Job Growth Cools in Utah and Nation
Utah’s job boom appears to be coming to an end. One of the factors driving Utah’s real estate markets has always been plentiful jobs and attractive quality of life which has kept the flow of people from other states steady. Signs of a slow down are imminent.
Utah created 53,500 jobs in the year that ended in September, for an employment growth rate of 4.4 percent, the Utah Department of Workforce Services reported Tuesday. Although that rate remains higher than all other states, it is down from 4.5 percent in August, 4.7 percent in July and a peak of 5.4 percent in June 2006.

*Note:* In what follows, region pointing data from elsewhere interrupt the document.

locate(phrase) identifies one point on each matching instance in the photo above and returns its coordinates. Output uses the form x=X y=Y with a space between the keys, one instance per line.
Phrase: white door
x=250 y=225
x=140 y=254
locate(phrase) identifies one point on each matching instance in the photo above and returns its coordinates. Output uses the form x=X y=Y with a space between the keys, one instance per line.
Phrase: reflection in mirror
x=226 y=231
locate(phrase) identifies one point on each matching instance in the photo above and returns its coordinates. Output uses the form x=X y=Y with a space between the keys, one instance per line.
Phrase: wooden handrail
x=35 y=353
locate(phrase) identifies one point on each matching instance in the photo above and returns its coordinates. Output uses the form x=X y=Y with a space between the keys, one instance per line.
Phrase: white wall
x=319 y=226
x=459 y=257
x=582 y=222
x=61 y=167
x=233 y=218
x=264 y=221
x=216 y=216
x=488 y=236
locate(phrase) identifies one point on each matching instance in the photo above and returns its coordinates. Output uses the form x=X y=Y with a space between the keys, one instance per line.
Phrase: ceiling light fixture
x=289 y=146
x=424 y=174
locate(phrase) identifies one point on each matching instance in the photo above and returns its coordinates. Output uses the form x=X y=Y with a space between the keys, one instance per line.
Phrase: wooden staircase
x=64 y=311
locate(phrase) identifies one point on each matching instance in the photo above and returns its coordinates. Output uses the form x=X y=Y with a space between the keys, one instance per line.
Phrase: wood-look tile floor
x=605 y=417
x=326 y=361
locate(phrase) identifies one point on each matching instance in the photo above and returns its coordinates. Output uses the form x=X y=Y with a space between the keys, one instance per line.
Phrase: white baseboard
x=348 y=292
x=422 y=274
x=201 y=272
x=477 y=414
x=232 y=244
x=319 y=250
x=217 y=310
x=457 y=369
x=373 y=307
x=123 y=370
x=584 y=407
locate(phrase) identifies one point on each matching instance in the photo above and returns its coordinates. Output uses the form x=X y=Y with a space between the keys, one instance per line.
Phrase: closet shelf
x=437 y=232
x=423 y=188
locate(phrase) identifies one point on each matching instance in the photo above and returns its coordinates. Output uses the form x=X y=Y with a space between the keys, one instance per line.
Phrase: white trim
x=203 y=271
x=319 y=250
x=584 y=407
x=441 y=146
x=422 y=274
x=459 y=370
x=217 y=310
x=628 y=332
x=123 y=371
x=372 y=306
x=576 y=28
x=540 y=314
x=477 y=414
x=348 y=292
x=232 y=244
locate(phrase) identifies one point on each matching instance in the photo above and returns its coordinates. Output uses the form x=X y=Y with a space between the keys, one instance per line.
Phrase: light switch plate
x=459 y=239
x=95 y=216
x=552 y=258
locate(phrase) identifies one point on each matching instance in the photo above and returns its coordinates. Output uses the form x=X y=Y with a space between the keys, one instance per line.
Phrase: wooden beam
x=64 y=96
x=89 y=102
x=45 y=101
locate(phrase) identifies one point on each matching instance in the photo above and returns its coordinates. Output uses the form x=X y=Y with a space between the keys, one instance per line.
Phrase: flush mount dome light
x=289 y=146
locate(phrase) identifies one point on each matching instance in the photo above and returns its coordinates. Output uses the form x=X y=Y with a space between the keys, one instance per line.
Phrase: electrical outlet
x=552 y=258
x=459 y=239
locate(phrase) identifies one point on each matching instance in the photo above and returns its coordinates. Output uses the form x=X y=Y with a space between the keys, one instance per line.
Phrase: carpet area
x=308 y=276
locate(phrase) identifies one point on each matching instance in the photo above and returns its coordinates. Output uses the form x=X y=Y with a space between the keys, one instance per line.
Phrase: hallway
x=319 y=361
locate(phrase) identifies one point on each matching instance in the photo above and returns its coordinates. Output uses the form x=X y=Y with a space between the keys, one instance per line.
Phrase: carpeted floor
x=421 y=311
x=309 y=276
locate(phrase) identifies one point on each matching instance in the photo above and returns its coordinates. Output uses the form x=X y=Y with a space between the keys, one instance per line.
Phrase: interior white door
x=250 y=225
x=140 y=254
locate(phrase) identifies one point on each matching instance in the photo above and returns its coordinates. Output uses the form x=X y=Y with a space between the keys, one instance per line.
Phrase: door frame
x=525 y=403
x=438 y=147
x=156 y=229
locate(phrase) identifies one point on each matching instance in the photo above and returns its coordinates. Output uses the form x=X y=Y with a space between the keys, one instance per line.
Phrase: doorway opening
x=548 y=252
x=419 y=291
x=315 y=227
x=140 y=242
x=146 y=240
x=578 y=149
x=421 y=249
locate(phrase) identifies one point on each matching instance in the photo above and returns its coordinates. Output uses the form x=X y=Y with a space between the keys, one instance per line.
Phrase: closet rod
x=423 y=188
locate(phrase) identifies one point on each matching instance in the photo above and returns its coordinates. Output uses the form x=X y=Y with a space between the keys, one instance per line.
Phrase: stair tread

Utah’s rate will continue to slow down, said Workforce Services economist Mark Knold, who predicts employment growth will drop into the 3 percent range by next year.
Utah’s economists
are not that concerned yet. The State’s low unemployment rate has actually hampered growth. Utah should still remain a desirable place to relocate, but times are certainly changing.
Nationally, jobs are also on the downturn.
The number of newly laid off workers filing claims for unemployment benefits shot up by the largest amount since early February, a far bigger increase than had been expected.
The Labor Department reported Thursday that applications for jobless benefits hit 337,000 last week, an increase of 28,000 from the previous week. That was the biggest one-week surge since jobless claims jumped 42,000 the week of Feb. 10.
One week does not a trend make and the Labor Department loves to make after the fact adjustments. August’s disappointing job numbers ended up being revised upwards significantly and September’s ended up exceeding expectations.
Before we get into a panic, let’s remember we’re comparing against record numbers. A little dip doesn’t mean the end is near, but some healthy concern is justified especially in the wake of the real estate downturn. Until a trend develops, let’s just keep a watchful eye out.